After a follow up question pressing him on the cap from Labour MPs, Mr Hunt reiterated: “I can give you good news – the pay cap has been scrapped.”
The question had come from Marsha de Cordova, Labour MP for Battersea, who told Mr Hunt that lifting the cap on health workers’ pay would be in the best interests of patients.
She said: “Hospital wards and GP surgeries are chronically understaffed and the knock-on effect are the waiting lists, which are spiralling out of control.
“Isn’t it in the best interests of patients that the pay cap is scrapped so the NHS can run with the relevant number of staff in place,” she asked.
Meanwhile, Helen Jones, Labour MP for Warrington North, asked Mr Hunt whether a rise would be funded by cuts in services.
In response, Mr Hunt said: “That is something I can’t answer right now, because the latitude the chancellor has given me in negotiating future pay rises is partly linked to productivity improvements that we will negotiate at the same time.
“The fact is we do have that flexibility and I hope we can get a win-win as a result,” he added.
Mr Hunt revealed earlier this year he was lobbying the prime minister and chancellor for an end to the pay cap amid concern that it was pushing staff to leave the NHS and exacerbating difficulties in recruitment.

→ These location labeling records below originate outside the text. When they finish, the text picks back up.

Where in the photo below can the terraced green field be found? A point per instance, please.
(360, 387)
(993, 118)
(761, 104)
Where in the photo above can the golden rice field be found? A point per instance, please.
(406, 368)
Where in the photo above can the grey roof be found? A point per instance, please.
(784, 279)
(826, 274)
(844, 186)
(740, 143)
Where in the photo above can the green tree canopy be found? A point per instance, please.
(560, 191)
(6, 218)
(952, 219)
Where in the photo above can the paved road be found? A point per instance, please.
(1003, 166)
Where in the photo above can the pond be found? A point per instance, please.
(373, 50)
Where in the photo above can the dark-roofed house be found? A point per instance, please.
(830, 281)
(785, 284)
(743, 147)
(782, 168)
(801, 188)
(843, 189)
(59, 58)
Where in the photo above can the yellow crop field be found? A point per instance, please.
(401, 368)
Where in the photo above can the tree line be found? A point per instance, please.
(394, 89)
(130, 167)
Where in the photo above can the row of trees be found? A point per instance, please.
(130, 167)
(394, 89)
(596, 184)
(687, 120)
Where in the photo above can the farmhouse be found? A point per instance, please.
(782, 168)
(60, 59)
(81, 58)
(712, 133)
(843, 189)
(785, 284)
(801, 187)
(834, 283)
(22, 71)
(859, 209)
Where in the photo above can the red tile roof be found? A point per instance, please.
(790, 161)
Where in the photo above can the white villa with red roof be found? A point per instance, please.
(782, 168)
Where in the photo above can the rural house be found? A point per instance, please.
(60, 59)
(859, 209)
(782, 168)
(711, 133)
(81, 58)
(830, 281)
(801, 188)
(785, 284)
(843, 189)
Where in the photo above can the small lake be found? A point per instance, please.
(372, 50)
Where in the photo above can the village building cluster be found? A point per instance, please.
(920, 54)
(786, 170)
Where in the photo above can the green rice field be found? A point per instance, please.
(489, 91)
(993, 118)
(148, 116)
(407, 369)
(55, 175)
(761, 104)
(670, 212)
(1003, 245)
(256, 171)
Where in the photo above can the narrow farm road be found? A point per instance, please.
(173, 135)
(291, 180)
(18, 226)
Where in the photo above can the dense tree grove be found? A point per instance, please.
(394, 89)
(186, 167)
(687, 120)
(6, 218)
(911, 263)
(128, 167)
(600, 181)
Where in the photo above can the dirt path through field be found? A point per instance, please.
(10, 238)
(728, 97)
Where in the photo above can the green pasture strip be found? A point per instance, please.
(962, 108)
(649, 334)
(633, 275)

The decision to scrap the pay cap is a significant U-turn from its position in 2015, when the then chancellor George Osborne outlined a policy to limit public sector pay rises to 1% until 2020.
According to the 2016 staff survey, just 37% of staff in NHS trusts were satisfied with their level of pay. However, a recent survey of staff leaving the Nursing and Midwifery Council register showed 44% highlighted workload and other pressures as reasons for leaving. Pay accounted for just 16%.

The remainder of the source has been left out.